2.  Reserve 3-4 T. bacon grease in skillet, add sliced onion, and cook until onion is caramelized, about 5-6 minutes.  Drain on a paper towel.

3.  Spread BBQ sauce on pizza crust* and top with shredded chicken, bacon pieces, and onion slices.  Sprinkle with cheese.

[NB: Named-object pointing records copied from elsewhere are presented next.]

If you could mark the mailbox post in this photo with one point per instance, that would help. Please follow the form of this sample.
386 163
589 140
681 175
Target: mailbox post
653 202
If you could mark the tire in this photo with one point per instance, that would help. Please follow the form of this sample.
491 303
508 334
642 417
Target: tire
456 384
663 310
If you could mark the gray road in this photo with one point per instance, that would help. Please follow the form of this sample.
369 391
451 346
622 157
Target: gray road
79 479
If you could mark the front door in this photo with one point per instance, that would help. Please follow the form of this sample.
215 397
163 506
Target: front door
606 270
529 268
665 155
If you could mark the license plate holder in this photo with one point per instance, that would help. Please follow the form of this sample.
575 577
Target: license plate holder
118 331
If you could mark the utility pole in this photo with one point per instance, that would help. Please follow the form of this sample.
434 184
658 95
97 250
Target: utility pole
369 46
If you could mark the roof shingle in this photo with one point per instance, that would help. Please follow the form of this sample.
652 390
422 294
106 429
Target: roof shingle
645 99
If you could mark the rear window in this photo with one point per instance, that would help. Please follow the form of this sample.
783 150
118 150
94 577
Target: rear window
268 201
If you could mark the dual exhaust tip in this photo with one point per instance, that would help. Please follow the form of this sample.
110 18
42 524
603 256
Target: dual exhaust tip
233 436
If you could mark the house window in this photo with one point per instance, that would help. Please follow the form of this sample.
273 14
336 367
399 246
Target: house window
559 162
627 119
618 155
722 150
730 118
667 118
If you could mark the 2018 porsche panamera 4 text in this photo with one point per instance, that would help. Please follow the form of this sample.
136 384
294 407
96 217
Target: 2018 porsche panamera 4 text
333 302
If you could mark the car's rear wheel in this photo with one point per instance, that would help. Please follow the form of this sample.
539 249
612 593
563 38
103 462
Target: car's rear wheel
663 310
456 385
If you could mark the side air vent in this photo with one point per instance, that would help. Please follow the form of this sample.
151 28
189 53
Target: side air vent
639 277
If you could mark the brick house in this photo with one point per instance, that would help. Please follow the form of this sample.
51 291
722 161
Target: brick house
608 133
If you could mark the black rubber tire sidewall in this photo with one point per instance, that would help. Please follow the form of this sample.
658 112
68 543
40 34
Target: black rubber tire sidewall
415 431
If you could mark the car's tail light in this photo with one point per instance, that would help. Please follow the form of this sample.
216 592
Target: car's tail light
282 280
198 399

4.  Bake at 425 for 20-25 minutes or until the outer crust is golden brown and the center is fully baked.

 

*Jackie Clay’s Pizza Dough

2 c. flour

1 T. sugar

1 packet (2 1/4 t.) yeast

1 c. hot water

1 t. salt

dashes of garlic powder and Italian seasoning

cornmeal

Combine all dry ingredients and mix together. Slowly add hot water and mix by hand or with a Kitchen Aid.  You may end up using slightly less than 1 cup of water. Dough should be soft and hang together in a ball.  Knead in the bowl for a few minutes.  Toss a handful of cornmeal on the dough, cover with a cloth, and allow to rise for 15 minutes in a warm location.

Grease  your pizza pan, baking stone, or cookie sheet with olive oil and roll or press out the dough to about 1/2 inch from the edges of your pan.  Add toppings and bake at 425 degrees for about 20-25 minutes.